Я крепко зажмурилась и взмолилась:

— Пожалуйста, не заставляй меня.

В ответ мать подтолкнула меня в спину. Вой внутри меня стал тише, превратившись в стон.

Я медленно, словно ноги обернулись двумя черепахами, направилась к отцу, позвякивая колокольчиками на сандалиях.

Нафанаил бен-Ханания оказался на голову ниже меня, и я видела, что его раздражает необходимость смотреть на меня снизу вверх. Я поднялась на цыпочки, чтобы стать еще выше.

— Попроси ее назвать свое имя, чтобы я мог услышать ее голос, — сказал он отцу, словно меня там не было.

Я не стала дожидаться приказа отца.

— Ана, дочь Матфея. — Я почти что кричала, словно разговаривала с глухим старцем. Отец будет в ярости, но я не дам этому человеку повода считать, будто я скромница, будто меня легко укротить.

Нафанаил сердито зыркнул на меня, и в сердце затеплилась слабая надежда, что у него найдется причина отвергнуть такую невесту.

Я подумала о молитве, записанной на чаше, о фигурке девушки под облаком. О словах Йолты: «Будь осторожна, потому что по желанию и воздастся».

Господь мой, не оставь меня.

В густой, не знающей пощады тишине время словно бы растянулось. Наконец Нафанаил бен-Ханания повернулся к отцу и одобрительно кивнул.

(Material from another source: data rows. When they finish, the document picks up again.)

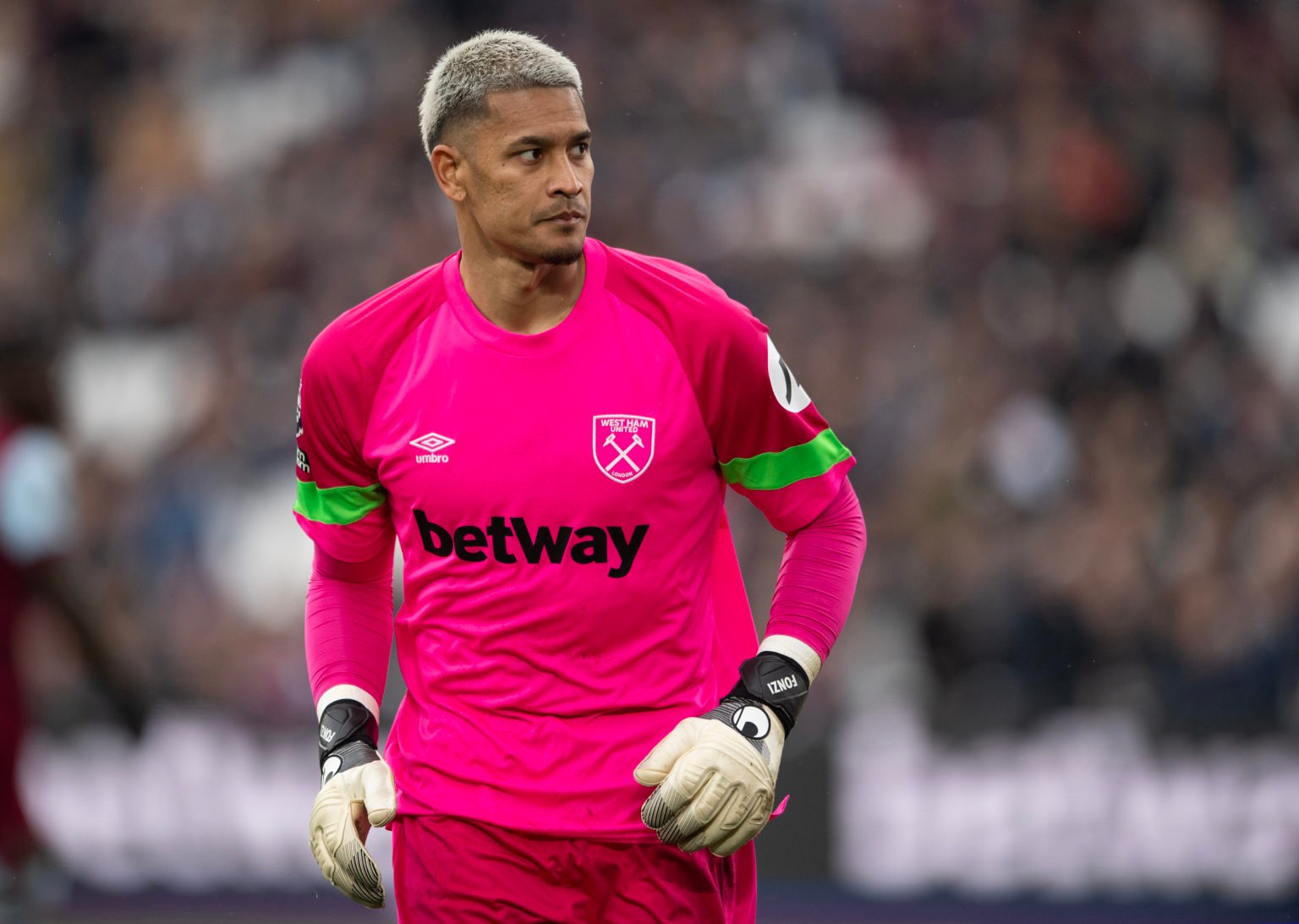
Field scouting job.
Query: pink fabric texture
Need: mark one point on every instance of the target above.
(456, 870)
(348, 628)
(571, 586)
(819, 574)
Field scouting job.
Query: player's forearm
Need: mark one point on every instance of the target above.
(348, 630)
(817, 577)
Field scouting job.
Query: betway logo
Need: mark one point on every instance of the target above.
(584, 544)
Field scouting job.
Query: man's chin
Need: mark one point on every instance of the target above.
(562, 254)
(562, 257)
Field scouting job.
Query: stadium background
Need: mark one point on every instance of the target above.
(1035, 261)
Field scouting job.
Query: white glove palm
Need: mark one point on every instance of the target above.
(715, 778)
(348, 804)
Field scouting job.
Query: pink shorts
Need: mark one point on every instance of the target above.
(453, 870)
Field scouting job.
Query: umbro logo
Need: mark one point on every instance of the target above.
(433, 444)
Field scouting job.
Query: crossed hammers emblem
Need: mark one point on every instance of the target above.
(612, 440)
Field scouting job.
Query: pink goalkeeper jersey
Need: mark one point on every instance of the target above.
(571, 588)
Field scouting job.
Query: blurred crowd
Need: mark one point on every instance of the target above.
(1034, 260)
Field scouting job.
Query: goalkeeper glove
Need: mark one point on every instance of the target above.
(356, 792)
(715, 775)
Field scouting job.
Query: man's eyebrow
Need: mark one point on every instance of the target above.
(547, 140)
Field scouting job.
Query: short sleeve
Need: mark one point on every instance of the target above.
(341, 504)
(772, 444)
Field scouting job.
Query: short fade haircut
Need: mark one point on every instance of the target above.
(491, 61)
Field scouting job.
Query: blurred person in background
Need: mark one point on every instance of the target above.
(569, 383)
(38, 528)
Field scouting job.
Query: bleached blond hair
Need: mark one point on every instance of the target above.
(491, 61)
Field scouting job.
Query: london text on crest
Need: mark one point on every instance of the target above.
(622, 446)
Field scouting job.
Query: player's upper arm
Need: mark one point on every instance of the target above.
(341, 502)
(772, 444)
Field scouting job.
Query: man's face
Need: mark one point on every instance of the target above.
(528, 174)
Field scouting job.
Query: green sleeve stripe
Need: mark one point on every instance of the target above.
(770, 472)
(337, 506)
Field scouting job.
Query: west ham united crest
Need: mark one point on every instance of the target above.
(622, 446)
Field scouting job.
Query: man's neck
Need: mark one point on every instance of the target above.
(518, 296)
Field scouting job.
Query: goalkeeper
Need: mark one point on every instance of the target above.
(547, 424)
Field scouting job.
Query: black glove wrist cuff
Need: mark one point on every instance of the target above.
(344, 722)
(776, 681)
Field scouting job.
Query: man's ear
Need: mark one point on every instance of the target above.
(448, 167)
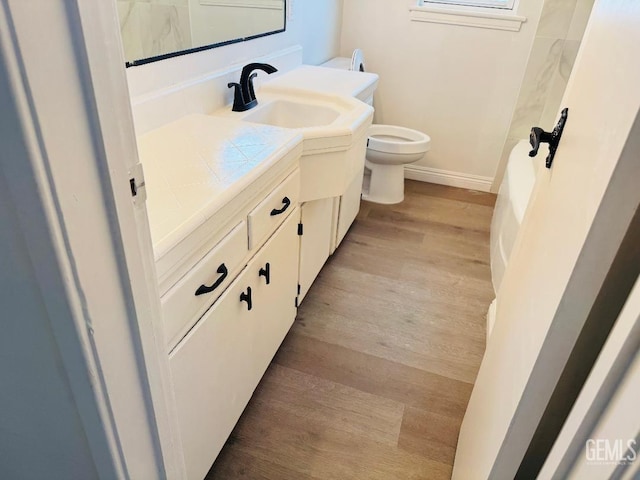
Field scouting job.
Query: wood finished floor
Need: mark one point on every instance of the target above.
(373, 379)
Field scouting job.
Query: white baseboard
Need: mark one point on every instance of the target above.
(445, 177)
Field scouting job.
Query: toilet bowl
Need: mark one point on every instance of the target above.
(389, 149)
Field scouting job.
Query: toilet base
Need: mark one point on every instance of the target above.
(386, 184)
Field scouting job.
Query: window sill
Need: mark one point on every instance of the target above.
(469, 17)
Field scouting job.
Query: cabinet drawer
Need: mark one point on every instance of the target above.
(213, 377)
(271, 212)
(217, 365)
(193, 294)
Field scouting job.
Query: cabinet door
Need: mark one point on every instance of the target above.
(317, 218)
(275, 306)
(213, 377)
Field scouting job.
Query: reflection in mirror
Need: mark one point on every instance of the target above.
(156, 29)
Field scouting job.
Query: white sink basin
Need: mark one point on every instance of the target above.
(291, 114)
(334, 135)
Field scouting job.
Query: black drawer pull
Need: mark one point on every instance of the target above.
(246, 297)
(266, 273)
(286, 202)
(202, 289)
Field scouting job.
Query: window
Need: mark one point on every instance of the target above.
(503, 4)
(492, 14)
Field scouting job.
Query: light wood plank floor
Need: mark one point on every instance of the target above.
(374, 377)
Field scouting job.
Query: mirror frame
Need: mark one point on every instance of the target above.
(164, 56)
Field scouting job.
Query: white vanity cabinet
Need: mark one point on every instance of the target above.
(216, 367)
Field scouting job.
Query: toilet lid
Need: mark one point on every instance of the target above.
(394, 139)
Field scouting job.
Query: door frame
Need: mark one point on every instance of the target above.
(72, 108)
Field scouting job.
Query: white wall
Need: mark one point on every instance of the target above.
(458, 84)
(40, 431)
(553, 53)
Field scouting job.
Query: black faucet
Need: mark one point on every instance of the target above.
(244, 96)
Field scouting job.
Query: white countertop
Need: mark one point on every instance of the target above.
(197, 164)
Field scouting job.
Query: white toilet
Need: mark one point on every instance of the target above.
(389, 147)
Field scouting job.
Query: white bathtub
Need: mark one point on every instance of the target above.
(513, 198)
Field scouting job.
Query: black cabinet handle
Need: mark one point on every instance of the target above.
(266, 273)
(286, 202)
(202, 289)
(246, 297)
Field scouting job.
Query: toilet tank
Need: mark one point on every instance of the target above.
(511, 204)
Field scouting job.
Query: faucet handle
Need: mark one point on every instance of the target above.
(239, 104)
(252, 93)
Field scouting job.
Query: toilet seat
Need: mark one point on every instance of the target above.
(397, 140)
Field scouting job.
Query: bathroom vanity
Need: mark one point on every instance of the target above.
(244, 209)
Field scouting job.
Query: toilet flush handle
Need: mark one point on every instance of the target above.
(539, 136)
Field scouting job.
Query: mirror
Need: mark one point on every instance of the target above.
(158, 29)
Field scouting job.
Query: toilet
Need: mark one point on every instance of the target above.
(389, 147)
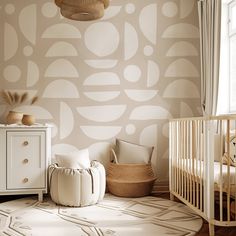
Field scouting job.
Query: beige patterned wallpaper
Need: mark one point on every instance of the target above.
(122, 76)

Краски рынка померкли за пеленой тумана, я вглядывалась в него, но ничего не видела и не чувствовала, слушая, как мужчины обсуждают помолвку. Они спорили о том, когда совершится брачная церемония: отец говорил о шести месяцах, Нафанаил настаивал на трех. И лишь когда я повернулась к ним спиной, горе сомкнулось надо мной темной бездной одиночества.

Моя мать, более не сомневаясь в своей победе, снова переключила внимание на шелковые ткани. Я пошла к ней, стараясь держаться прямо, но на полпути деревянный настил накренился, и мир вокруг пошатнулся. Внезапное головокружение заставило меня замедлить шаг, подол красного плаща, ниспадавшего до самой земли, зацепился за колокольчики на сандалиях, я оступилась и упала на колени.

При попытке встать тело пронзила такая резкая боль в лодыжке, что я снова скорчилась.

— У нее приступ! — крикнул кто-то, и люди бросились врассыпную, словно спасаясь от прокаженного. Я помню их башмаки, похожие на копыта, помню маленькую пыльную бурю, поднятую ими на дощатом настиле. Я была дочерью Матфея, главного писца Ирода Антипы: никто не посмел бы дотронуться до меня.

Подняв глаза, я увидела, что ко мне спешит незнакомец из лавки, где торговали пряжей. К рукаву его рубахи пристала красная нитка; когда он склонился надо мной, она соскользнула на доски. Должно быть, от него не укрылись ни моя ссора с матерью, ни торги, сопутствовавшие помолвке, ни мои страдания и унижения. Он видел всё.

Юноша протянул мне руку — рабочую руку: крупные костяшки пальцев, мозоли, ладонь, рельеф которой свидетельствует о трудной жизни. Я помедлила, прежде чем принять ее, но не из отвращения, а от восхищения его поступком. Слегка привалившись к нему, я попыталась встать на больную ногу, а когда повернулась — наши глаза оказались почти на одном уровне. Его лицо было так близко, что, будь я посмелее, могла бы наклонить голову и почувствовать, как его борода колет мне кожу. Как ни странно, мне этого хотелось. Сердце вдруг подпрыгнуло к самому горлу, и мне показалось, что ноги вот-вот опять подогнутся.

Его губы шевельнулись, словно он собрался что-то сказать. Я жаждала услышать его голос, слова, обращенные ко мне.

То, что случилось потом, мучило меня все последующие странные месяцы, настойчиво всплывало в памяти в самые неподходящие моменты, а то и будило среди ночи, после чего я долго лежала без сна и представляла, как все могло бы получиться. Он мог отвести меня к прилавку с пряжей, и я сидела бы среди клубков, пока боль в лодыжке не утихнет. Родители нашли бы меня там, поблагодарили доброго человека, дали ему монету и скупили всю пряжу, тщательно разобранную и смотанную девушкой. Отец сказал бы ему: «Раздели с нами трапезу, добрый человек».